BIN-FUNC-Semantic similarity
Measuring "Semantic Similarity" in Ontologies
Keywords: Semantic similarity of terms in ontologies, using GO and GOA with R
Contents
This unit is under development. There is some contents here but it is incomplete and/or may change significantly: links may lead to nowhere, the contents is likely going to be rearranged, and objectives, deliverables etc. may be incomplete or missing. Do not work with this material until it is updated to "live" status.
Abstract
...
This unit ...
Prerequisites
You need to complete the following units before beginning this one:
Objectives
...
Outcomes
...
Deliverables
- Time management: Before you begin, estimate how long it will take you to complete this unit. Then, record in your course journal: the number of hours you estimated, the number of hours you worked on the unit, and the amount of time that passed between start and completion of this unit.
- Journal: Document your progress in your course journal.
- Insights: If you find something particularly noteworthy about this unit, make a note in your insights! page.
Evaluation
Evaluation: NA
- This unit is not evaluated for course marks.
Contents
Task:
- Read the introductory notes on quantifying how similar the "meaning" of two terms in the Gene Ontology is.
Semantic similarity
A good, recent overview of ontology based functional annotation is found in the following article. This is not a formal reading assignment, but do familiarize yourself with section 3: Derivation of Semantic Similarity between Terms in an Ontology as an introduction to the code-based annotations below.
Gan et al. (2013) From ontology to semantic similarity: calculation of ontology-based semantic similarity. ScientificWorldJournal 2013:793091. (pmid: 23533360) |
[ PubMed ] [ DOI ] Advances in high-throughput experimental techniques in the past decade have enabled the explosive increase of omics data, while effective organization, interpretation, and exchange of these data require standard and controlled vocabularies in the domain of biological and biomedical studies. Ontologies, as abstract description systems for domain-specific knowledge composition, hence receive more and more attention in computational biology and bioinformatics. Particularly, many applications relying on domain ontologies require quantitative measures of relationships between terms in the ontologies, making it indispensable to develop computational methods for the derivation of ontology-based semantic similarity between terms. Nevertheless, with a variety of methods available, how to choose a suitable method for a specific application becomes a problem. With this understanding, we review a majority of existing methods that rely on ontologies to calculate semantic similarity between terms. We classify existing methods into five categories: methods based on semantic distance, methods based on information content, methods based on properties of terms, methods based on ontology hierarchy, and hybrid methods. We summarize characteristics of each category, with emphasis on basic notions, advantages and disadvantages of these methods. Further, we extend our review to software tools implementing these methods and applications using these methods. |
Practical work with GO: bioconductor.
The bioconductor project hosts the GOSemSim package for semantic similarity.
Task:
- Work through the following R-code. If you have problems, discuss them on the mailing list. Don't go through the code mechanically but make sure you are clear about what it does.
# GOsemanticSimilarity.R
# GO semantic similarity example
# B. Steipe for BCB420, January 2014
setwd("~/your-R-project-directory")
# GOSemSim is an R-package in the bioconductor project. It is not installed via
# the usual install.packages() comand (via CRAN) but via an installation script
# that is run from the bioconductor Website.
source("http://bioconductor.org/biocLite.R")
biocLite("GOSemSim")
library(GOSemSim)
# This loads the library and starts the Bioconductor environment.

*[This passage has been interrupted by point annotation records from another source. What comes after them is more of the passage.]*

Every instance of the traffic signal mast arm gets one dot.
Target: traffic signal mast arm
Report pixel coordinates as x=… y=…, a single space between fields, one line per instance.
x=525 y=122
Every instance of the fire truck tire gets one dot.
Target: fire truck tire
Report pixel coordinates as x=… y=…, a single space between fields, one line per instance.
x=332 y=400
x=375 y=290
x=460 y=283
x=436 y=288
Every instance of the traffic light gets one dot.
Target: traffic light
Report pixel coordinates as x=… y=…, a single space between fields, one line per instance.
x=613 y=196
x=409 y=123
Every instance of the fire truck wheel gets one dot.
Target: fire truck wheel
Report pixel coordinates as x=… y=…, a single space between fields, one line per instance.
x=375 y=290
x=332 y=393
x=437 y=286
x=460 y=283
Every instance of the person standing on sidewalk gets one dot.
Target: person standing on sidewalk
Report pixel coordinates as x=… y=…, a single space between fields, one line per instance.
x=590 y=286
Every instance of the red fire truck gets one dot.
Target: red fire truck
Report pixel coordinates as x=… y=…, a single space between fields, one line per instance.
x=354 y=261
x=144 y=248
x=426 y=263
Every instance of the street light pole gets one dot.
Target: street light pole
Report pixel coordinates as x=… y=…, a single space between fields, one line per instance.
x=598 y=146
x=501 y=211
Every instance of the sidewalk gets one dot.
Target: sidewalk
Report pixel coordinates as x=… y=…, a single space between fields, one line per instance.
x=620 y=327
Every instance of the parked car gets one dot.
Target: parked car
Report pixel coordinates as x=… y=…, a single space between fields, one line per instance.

# You can get an overview of functions by executing ...
browseVignettes()
# ... which will open a listing in your Web browser. Open the
# introduction to GOSemSim PDF. As the introduction suggests,
# now is a good time to execute ...
help(GOSemSim)
# The simplest function is to measure the semantic similarity of two GO
# terms. For example, SOX2 was annotated with GO:0035019 (somatic stem cell
# maintenance), QSOX2 was annotated with GO:0045454 (cell redox homeostasis),
# and Oct4 (POU5F1) with GO:0009786 (regulation of asymmetric cell division),
# among other associations. Lets calculate these similarities.
goSim("GO:0035019", "GO:0009786", ont="BP", measure="Wang")
goSim("GO:0035019", "GO:0045454", ont="BP", measure="Wang")
# Fair enough. Two numbers. Clearly we would appreciate an idea of the values
# that high similarity and low similarity can take. But in any case -
# we are really less interested in the similarity of GO terms - these
# are a function of how the Ontology was constructed. We are more
# interested in the functional similarity of our genes, and these
# have a number of GO terms associated with them.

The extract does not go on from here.